Software dev wants to make scanlation tools

Joined
Sep 23, 2018
Messages
3
I've got some programming experience and I'd like to use it to make something that helps with scanlation.
But I don't know what people need -- google turns up a few projects that look useful and a few people saying they just use photoshop for everything.

- I've been thinking of trying neural network cleaning / redrawing. Has a lot of potential, but requires a lot of data.
- Typesetting seems to have tools already, but if there's anything to improve there, I'd be happy to try.
- Full machine translation is hard and produces bad quality, but there might be a way to do good machine-assisted translation.
- Or it could be that the biggest gains come from linking up other programs / tools.

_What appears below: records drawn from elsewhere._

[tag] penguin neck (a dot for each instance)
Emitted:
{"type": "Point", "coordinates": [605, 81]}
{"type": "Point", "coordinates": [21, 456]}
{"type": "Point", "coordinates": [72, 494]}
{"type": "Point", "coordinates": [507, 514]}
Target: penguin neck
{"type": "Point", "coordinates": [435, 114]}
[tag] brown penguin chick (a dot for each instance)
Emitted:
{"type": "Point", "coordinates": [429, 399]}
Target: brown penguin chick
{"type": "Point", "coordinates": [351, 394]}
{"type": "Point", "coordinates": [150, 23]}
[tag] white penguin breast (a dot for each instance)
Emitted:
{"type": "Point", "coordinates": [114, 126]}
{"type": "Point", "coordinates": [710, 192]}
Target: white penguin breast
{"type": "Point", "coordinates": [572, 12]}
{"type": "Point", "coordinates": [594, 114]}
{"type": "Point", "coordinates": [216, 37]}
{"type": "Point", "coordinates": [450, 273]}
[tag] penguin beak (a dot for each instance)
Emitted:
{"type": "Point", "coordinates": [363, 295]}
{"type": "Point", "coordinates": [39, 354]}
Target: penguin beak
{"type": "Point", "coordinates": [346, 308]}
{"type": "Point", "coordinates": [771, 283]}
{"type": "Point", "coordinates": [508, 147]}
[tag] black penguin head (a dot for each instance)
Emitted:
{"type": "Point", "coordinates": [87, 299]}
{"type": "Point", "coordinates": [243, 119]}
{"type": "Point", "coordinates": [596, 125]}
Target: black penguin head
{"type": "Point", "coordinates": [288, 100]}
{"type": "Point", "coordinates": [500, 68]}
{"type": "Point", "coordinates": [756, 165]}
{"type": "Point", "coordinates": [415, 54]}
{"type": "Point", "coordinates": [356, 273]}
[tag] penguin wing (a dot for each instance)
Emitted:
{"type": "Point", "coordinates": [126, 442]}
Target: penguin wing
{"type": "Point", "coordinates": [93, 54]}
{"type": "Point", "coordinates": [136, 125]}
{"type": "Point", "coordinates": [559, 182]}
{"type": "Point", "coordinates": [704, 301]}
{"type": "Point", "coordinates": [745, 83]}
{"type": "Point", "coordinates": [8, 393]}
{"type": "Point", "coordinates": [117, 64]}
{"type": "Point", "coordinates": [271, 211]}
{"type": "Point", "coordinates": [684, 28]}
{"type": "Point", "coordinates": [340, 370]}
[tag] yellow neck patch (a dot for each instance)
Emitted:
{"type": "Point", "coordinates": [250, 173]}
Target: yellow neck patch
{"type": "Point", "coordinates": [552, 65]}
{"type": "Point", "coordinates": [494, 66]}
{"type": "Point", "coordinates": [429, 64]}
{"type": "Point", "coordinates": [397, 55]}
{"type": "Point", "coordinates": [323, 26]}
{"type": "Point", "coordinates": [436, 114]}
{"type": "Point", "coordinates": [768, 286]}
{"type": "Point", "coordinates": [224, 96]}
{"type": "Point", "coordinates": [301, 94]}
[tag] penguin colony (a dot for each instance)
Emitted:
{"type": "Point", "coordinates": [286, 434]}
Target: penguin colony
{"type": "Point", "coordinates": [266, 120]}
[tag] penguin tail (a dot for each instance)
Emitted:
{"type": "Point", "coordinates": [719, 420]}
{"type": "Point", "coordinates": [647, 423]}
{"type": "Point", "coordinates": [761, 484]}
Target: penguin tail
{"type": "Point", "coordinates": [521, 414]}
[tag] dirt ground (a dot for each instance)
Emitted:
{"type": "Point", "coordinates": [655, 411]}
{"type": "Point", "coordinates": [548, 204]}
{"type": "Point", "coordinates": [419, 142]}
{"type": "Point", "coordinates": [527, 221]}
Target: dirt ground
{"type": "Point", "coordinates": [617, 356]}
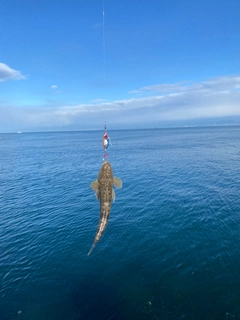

If you have an idea for a program that would help your group, I'd like to help out!
 
Member
Joined
Jan 21, 2018
Messages
90
I'm not sure if AI nowadays are sophisticated enough to do any of those. I mean, waifu2x just enlarges pictures and that apparently is an accomplishment.
 
Group Leader
Joined
Feb 4, 2018
Messages
245
A good OCR . Currently using Capture2Text, but it tends to do dumb mistakes:

- confuses small and large kana
- scans certain dakuten kana as handakuten kana
- tends to recognise 'し' as 'L'
- generally quality suffers depending on different font

Also it's by default not portable to Linux. The CLI part (which is what I'm interested in, as it integrates with another program), does work on Linux when you pile a dozen hacks on top of it, but works differently than the Windows version (it tends to make less mistakes on specific fonts, but on others it completely breaks while the previous version somehow works).

Computer-assisted translation is yet a relatively unexplored area, but I'm currently working on a program of my own which satisfies all my use cases there (though it could satisfy others' needs too).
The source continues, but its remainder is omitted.